Hanno un’autonomia di circa 300 chilometri, quanto necessario a effettuare i servizi giornalieri di trasporto pubblico e rientrare in deposito per ricaricarsi.
Si tratta della flotta di 23 autobus elettrici da 12 metri al debutto nella città di Torino (20) e a Novara (3) prodotti dall’azienda cinese BYD. Si tratta della flotta più consistente per una città italiana, frutto di un investimento da 8,5 milioni di euro sostenuto dalla Regione Piemonte – con la partecipazione del Comune – con risorse del ministero dell’Ambiente destinate al miglioramento della qualità dell'aria del capoluogo piemontese.

I nuovi mezzi entreranno in funzione a partire dal 2 ottobre prossimo su due linee cittadine e su alcune tratte extraurbane. Questa prima gara per l’assegnazione delle risorse e la scelta del produttore sarà seguita da un nuovo bando per destinare altri sei milioni e mezzo all’acquisto di autobus più piccoli, sempre elettrici, da 6 e 9 metri. Il presidente della Regione Piemonte Sergio Chiamparino parla di «svolta» nel campo della mobilità pubblica. «Abbiamo fatto una scelta forte a favore dell’elettronico, per noi si tratta di un primo passo nel quadro di una politica più ampia che prevede, come deciso con la firma durante il G7 del del protocollo d’intesa fra le regioni dell’area padana, una serie di azioni, in fase di emergenza, e misure più a medio periodo, per ridurre l’inquinamento in quest’area».

La società che si è aggiudicata il bando, la BYD, rappresentata dal direttore generale di Byd Europe Isbrand Ho, nasce come uno dei principali produttori cinesi di sistemi a batterie, poi nel 2003 nasce il ramo auto e dopo quello focalizzato sulla produzione di bus. In Europa è presente con una flotta di 51 mezzi elettrici a Londra, a Nottin , nell’aeroporto di Amsterdam, a Tel Aviv. Si tratta di un gruppo da 220mila persone, «il più grande produttore di autobus elettrici e di batterie ricaricabili al mondo» sintetizza Ho, con una fabbrica europea in Ungheria e una di prossima apertura in Francia.
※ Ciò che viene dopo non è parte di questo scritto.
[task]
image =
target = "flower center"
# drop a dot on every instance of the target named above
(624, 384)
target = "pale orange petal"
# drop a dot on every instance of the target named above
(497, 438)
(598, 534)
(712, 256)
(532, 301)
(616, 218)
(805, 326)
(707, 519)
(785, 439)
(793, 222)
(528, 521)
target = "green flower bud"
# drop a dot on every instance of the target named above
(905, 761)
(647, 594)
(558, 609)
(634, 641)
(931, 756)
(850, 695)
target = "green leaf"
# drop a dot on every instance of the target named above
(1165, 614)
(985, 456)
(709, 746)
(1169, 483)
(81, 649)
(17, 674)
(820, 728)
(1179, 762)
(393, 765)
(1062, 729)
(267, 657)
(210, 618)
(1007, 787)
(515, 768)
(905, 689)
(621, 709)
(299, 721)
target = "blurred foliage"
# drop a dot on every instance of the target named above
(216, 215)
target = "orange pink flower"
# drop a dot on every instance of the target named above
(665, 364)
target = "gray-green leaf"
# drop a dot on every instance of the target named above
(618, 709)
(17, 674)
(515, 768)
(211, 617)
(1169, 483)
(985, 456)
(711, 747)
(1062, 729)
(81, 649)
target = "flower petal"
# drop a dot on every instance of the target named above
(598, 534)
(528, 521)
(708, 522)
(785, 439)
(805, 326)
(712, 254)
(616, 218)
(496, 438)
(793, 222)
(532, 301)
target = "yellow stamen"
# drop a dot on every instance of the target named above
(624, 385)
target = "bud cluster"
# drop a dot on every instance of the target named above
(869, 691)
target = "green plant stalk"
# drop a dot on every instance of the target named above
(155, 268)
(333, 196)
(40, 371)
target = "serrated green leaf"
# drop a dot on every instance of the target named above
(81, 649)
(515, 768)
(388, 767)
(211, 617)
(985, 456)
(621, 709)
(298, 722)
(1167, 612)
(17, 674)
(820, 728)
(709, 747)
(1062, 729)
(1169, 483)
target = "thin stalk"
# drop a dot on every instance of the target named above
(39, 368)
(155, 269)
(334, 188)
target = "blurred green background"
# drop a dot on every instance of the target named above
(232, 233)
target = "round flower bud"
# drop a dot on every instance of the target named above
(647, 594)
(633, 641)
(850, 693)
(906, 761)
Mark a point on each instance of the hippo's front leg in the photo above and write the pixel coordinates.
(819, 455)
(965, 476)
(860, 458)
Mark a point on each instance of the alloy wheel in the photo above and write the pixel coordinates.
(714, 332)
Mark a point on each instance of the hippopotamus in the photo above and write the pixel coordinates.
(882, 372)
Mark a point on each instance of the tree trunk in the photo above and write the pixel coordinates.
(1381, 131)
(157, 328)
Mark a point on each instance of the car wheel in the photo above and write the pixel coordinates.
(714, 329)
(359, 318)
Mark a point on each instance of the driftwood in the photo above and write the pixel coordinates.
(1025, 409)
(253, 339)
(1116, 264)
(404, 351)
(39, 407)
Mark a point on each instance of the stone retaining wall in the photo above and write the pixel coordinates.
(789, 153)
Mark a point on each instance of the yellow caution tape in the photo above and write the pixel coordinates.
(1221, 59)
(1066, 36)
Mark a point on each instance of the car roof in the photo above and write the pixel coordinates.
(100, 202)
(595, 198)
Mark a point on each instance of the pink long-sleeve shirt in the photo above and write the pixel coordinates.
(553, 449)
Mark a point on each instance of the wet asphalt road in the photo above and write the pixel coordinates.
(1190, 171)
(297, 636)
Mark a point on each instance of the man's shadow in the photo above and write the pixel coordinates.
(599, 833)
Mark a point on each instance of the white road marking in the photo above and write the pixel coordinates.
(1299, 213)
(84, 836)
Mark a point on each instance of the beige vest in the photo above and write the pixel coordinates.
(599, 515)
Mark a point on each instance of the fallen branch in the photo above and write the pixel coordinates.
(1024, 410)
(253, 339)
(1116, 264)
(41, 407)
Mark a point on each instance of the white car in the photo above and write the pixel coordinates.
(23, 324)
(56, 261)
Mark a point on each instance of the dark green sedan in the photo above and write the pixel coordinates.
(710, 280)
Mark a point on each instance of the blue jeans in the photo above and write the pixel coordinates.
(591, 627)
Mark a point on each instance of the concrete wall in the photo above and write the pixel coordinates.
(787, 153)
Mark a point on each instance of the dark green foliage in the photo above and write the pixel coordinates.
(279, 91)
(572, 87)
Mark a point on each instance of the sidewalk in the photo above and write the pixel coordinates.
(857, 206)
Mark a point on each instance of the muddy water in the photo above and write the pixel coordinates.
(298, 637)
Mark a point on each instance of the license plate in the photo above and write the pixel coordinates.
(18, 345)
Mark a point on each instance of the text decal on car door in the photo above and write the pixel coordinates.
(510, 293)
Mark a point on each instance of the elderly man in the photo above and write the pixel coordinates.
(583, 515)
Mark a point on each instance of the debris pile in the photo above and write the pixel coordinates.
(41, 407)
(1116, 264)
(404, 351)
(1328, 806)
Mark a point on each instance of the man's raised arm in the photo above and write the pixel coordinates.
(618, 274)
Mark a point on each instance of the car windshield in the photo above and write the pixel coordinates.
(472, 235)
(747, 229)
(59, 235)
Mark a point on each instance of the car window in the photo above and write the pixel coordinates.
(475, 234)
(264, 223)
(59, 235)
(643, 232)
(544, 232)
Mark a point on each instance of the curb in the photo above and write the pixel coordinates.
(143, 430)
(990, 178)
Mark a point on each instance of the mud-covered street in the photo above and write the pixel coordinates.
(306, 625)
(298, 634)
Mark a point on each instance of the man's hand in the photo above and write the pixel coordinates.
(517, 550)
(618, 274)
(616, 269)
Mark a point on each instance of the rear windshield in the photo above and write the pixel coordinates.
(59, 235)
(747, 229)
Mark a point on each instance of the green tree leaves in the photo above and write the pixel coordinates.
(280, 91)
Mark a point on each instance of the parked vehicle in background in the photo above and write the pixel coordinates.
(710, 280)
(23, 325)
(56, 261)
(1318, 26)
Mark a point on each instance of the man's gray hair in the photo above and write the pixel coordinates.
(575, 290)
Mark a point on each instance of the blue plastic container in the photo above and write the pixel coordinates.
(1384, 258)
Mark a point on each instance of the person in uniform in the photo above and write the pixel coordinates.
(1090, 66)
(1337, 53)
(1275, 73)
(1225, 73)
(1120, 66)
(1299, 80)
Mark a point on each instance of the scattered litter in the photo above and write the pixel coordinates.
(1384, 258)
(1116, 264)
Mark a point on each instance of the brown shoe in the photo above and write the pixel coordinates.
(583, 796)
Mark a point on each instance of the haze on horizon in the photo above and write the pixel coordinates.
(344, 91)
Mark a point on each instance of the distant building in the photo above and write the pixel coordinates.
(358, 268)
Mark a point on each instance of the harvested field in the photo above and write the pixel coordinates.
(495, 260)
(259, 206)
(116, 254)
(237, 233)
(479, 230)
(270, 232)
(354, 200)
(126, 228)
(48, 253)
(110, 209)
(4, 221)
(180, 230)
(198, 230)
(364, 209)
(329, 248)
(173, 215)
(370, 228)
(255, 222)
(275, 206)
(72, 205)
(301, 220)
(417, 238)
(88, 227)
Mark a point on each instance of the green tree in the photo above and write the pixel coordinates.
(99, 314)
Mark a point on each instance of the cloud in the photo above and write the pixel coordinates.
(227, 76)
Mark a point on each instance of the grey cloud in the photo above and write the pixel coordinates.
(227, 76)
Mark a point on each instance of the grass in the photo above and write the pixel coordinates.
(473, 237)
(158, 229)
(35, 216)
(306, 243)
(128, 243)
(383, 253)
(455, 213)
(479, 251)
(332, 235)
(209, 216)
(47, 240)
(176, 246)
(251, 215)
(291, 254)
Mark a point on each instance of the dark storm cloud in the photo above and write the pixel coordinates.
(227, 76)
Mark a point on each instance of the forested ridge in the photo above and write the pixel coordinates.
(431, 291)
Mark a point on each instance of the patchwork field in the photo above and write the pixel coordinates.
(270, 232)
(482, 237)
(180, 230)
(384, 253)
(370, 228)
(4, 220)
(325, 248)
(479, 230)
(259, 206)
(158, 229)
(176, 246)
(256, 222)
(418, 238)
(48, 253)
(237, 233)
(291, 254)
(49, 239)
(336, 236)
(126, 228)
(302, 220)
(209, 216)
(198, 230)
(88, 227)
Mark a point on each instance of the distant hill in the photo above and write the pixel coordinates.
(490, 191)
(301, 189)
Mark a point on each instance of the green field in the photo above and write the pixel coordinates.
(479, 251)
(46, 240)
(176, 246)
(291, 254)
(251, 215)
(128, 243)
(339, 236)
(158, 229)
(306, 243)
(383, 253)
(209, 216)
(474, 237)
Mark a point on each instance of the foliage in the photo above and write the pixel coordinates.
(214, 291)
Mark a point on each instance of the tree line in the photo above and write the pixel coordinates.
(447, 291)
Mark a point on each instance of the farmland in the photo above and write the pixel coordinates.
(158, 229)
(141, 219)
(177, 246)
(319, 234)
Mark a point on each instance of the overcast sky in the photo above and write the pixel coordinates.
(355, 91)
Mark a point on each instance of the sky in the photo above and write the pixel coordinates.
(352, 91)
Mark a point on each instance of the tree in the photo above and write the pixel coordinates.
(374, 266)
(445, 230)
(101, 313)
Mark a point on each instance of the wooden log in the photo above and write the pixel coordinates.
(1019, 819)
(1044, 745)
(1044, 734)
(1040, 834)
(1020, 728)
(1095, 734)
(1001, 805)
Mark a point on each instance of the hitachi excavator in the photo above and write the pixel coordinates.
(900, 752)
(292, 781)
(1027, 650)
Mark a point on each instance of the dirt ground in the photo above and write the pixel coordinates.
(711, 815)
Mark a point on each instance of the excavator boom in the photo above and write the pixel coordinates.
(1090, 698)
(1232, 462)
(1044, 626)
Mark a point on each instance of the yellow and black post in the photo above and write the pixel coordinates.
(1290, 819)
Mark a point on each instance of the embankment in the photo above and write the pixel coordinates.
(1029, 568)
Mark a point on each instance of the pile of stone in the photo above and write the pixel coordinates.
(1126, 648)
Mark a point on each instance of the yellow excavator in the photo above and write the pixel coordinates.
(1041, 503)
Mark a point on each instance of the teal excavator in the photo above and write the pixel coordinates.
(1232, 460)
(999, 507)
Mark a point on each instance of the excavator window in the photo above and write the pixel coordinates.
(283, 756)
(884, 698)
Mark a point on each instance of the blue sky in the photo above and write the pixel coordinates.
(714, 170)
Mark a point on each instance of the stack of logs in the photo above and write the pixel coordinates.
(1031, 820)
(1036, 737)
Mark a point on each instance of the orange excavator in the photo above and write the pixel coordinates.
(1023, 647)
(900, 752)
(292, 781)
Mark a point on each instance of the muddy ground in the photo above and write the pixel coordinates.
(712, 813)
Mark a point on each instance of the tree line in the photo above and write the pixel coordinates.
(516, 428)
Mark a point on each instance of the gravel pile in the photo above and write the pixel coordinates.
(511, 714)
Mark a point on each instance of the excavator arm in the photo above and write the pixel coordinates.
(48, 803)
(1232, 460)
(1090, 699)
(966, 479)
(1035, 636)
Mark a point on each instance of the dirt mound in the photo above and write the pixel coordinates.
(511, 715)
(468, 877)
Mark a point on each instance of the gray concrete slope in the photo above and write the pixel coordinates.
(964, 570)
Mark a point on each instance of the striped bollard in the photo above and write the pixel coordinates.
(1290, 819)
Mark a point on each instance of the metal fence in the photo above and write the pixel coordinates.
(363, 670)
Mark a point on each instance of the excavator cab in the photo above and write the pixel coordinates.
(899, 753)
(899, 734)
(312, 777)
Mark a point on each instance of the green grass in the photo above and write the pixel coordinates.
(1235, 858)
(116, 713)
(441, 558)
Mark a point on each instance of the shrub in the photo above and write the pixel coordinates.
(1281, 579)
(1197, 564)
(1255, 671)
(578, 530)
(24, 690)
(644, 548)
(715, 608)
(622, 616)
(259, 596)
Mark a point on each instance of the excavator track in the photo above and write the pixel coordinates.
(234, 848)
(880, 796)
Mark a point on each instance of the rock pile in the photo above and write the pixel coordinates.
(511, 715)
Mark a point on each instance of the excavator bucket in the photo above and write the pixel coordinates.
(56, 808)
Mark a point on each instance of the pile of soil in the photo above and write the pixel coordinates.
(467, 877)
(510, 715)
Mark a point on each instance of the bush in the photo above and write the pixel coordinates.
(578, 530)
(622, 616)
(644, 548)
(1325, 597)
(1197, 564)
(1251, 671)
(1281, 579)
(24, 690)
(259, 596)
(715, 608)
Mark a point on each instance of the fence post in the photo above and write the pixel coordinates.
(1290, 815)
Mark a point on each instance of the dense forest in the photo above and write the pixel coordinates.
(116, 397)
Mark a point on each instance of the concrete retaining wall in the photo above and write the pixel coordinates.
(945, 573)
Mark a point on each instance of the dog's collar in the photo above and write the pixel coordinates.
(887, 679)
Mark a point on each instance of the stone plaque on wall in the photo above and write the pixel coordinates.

Ancora a passo lento la mobilità green in Italia

La presentazione della nuova flotta di bus elettrici arriva in un momento delicato per il trasporto locale della Città, viste le forti preoccupazioni per i conti di Gtt, la società che gestisce il trasporto pubblico locale in difficoltà per il ritardo dei trasferimenti di risorse dagli Enti locali e per il disallineamento tra le partire finanziarie aperte, sia verso la Regione che verso l’amministrazione comunale. «Con questa iniziativa – sintetizza la sindaca di Torino Chiara Appendino – andiamo nella giusta direzione, ridurre l’inquinamento e garantire ai cittadini un servizio migliore vista la maggiore accssibilità della flotta. Segno che stiamo facendo l’impossibile per mantenere Gtt ad un livello alto di qualità».